Gov. Larry Hogan is proposing legislation to allow new state employees to opt into a 401k-style retirement plan rather than a traditional pension, a choice he said would help stabilize the state's pension fund and give workers more flexibility.
"Protecting the integrity of our pension system and keeping the promises made to our hardworking state employees will always be a priority of this administration," Hogan said in a statement Monday. "This legislation will safeguard pension contributions and create a long-term and stable structure that will meet the needs of retired, current, and future state employees."
Maryland's $45 billion pension system provides monthly benefits to former state and local government employees, including retired teachers and state police.

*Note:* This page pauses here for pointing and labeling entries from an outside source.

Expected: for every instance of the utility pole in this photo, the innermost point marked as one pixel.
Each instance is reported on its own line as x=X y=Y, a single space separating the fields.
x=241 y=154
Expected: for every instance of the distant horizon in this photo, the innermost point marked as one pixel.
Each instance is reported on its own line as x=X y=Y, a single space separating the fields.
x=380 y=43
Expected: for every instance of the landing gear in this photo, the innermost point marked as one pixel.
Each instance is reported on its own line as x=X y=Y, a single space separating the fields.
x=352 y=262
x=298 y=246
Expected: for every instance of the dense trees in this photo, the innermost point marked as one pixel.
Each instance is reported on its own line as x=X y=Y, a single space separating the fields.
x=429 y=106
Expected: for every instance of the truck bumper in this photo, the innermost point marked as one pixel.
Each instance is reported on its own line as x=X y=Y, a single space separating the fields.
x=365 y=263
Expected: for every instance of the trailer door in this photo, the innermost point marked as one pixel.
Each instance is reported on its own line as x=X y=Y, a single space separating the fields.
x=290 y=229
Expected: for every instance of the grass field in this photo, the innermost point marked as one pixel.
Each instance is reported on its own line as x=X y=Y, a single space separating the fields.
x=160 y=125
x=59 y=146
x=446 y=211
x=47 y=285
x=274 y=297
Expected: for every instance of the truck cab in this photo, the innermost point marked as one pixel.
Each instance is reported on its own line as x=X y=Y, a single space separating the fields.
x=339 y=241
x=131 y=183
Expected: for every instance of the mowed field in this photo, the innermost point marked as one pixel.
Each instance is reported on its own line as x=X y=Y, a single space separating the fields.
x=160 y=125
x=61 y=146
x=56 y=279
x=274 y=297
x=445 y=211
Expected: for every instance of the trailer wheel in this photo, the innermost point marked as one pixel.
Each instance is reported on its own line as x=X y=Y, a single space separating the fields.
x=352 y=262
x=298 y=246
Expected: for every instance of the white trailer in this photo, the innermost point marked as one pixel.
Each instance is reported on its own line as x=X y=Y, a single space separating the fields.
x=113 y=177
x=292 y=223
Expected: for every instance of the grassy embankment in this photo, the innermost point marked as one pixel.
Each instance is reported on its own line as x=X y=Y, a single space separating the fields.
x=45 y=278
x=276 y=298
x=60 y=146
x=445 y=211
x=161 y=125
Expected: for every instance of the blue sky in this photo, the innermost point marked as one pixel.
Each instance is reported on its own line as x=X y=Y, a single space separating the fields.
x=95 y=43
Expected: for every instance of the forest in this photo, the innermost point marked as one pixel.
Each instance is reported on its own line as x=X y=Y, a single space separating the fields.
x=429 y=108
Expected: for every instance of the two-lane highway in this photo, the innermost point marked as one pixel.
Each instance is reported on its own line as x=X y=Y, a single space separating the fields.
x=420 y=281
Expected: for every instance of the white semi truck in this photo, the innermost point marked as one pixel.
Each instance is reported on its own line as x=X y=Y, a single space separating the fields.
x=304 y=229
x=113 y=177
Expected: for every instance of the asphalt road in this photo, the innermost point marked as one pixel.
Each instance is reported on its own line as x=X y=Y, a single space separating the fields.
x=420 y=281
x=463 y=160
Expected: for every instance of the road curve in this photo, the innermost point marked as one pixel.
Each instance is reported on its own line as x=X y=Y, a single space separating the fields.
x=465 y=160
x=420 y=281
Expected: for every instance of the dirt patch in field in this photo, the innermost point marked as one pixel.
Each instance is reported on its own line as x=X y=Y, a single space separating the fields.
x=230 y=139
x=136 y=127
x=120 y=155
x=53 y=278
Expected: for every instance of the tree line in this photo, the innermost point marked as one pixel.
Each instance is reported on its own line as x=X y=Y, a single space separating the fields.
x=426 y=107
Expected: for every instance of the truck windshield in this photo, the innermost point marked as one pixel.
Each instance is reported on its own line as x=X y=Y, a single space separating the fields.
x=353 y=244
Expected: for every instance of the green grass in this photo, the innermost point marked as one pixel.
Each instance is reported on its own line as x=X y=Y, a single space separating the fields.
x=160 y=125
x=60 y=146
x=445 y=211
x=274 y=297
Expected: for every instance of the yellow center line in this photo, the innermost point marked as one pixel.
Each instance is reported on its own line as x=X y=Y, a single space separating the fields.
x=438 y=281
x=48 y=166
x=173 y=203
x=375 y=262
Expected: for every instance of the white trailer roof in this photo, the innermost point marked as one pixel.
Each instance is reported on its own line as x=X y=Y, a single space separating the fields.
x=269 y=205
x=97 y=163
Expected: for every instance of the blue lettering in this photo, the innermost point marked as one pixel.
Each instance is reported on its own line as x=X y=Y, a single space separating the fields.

The Republican governor's proposed 401k-style alternative would not be available to current employees or teachers. Currently, state employees can voluntarily contribute to a 401k, on top of their pension.
The measure would need approval from the Democrat-controlled General Assembly to become law.
In the wake of the financial crisis in 2008, other states shifted to 401k-type plans to deal with underfunded pension programs. While some other states made savings plans mandatory, it would be voluntary for state workers under Hogan's proposal.
Patrick Moran, president of the state workers' union AFSCME Council 3, roundly criticized the governor's proposal. He said creating a two-track system would hurt the state pension program and diminish workers' financial security as they age.
The only people to benefit would be money managers who would oversee the 401k investment funds, Moran said.
The legislation would let state employees and the government pay into individual retirement accounts — a so called "defined contribution" plan.
Hogan's office said employees could then take those accounts to their next job, making switching careers easier.
Traditional pensions are known as "defined benefit" plans because they guarantee to pay out a certain amount to retirees.